Noting her ability and flair for publicity, Ettore Bugatti — creator of the most glamorous fast cars then racing — took her on. The next seven years were the best of her life. She was a born driver, fearless, skilful and determined, and she loved it. Nothing, she felt, could touch the exhilaration of the moment when car and driver became one. She became internationally famous, often competing successfully against men even in such brutal arenas as American dirt tracks. She was, arguably, one of the two best women drivers in the world, as good on the track as after it, when, despite oil and dirt and blistered hands, she would rapidly transform herself into a model on a Bugatti bonnet. And always with that incomparable smile.

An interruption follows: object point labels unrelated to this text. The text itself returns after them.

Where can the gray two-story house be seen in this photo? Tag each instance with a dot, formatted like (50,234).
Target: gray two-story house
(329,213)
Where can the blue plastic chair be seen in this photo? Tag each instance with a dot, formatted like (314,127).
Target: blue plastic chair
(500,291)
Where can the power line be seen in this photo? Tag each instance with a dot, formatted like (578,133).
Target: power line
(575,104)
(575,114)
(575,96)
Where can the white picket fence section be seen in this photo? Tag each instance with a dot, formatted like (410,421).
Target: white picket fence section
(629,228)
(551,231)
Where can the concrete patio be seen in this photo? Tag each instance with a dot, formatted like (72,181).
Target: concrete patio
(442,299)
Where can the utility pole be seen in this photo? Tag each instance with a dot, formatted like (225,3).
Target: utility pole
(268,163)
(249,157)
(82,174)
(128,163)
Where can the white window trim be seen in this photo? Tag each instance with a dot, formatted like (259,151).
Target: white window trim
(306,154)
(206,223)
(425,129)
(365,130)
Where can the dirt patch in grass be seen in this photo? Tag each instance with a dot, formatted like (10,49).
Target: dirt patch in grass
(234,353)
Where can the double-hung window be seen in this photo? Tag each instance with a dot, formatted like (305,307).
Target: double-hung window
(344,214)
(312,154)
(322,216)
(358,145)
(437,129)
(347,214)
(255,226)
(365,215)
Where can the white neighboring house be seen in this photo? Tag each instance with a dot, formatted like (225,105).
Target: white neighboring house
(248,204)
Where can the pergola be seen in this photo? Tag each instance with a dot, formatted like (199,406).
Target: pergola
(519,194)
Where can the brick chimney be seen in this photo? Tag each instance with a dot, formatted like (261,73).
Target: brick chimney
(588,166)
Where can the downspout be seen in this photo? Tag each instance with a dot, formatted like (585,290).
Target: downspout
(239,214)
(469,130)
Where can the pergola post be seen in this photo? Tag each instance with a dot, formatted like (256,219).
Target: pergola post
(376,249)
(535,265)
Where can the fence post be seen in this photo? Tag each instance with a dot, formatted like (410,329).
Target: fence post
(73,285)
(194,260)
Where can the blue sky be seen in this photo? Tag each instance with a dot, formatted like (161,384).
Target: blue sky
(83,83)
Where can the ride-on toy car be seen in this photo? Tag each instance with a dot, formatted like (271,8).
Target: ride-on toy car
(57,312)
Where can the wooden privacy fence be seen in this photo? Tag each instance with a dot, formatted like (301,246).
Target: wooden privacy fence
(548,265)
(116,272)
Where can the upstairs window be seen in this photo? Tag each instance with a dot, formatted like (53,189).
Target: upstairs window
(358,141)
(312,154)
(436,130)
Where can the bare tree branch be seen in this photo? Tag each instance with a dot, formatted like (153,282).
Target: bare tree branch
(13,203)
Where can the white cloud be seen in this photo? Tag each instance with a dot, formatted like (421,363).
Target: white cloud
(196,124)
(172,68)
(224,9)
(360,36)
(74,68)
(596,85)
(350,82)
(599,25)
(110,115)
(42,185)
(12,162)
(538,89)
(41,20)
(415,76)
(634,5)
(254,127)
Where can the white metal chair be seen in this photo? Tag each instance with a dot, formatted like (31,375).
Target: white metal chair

Then, in 1936, she had the kind of accident that had killed so many of her male racing friends (nearly all her friends were male) and lovers. She survived as damaged goods, never quite what she had been, although rich enough to live well and committed at last to a seemingly permanent relationship. He was worthless, of course, and from the start was getting through her money.

They spent the war in Paris and, latterly, Nice, where they lived in some luxury with no visible means of support. It may have been this, and a prewar relationship with a motor racing SS officer (subsequently a manager of Porsche), that prompted another racing star, Louis Chiron, to accuse her in 1948 of having been a Gestapo agent. No evidence was ever produced and none has since come to light, but it did for her. Already past serious rac

ing, she was denied the opportunity to benefit from her prewar reputation. Abandoned and ill, she died in poverty and obscurity in 1984.

Miranda Seymour writes with an elegance and verve her subject would have appreciated, but rightly without ever closing her judging eye (she also, incidentally, poses for the back flap in a Bugatti with more than a little of her subject's grace). In making good use of often sketchy material — sensibly indicating where she speculates — she has written a book almost as interesting for its social history as for the life in relates.

And what a life that was, an exciting but also cautionary tale. It was Helene Delangle's tragedy that she didn't die young; if she'd perished in that dramatic last crash in Brazil, in the act of overtaking, we'd have known about her as we know about Isadora Duncan. But then there'd have been no need for this inspiring rediscovery.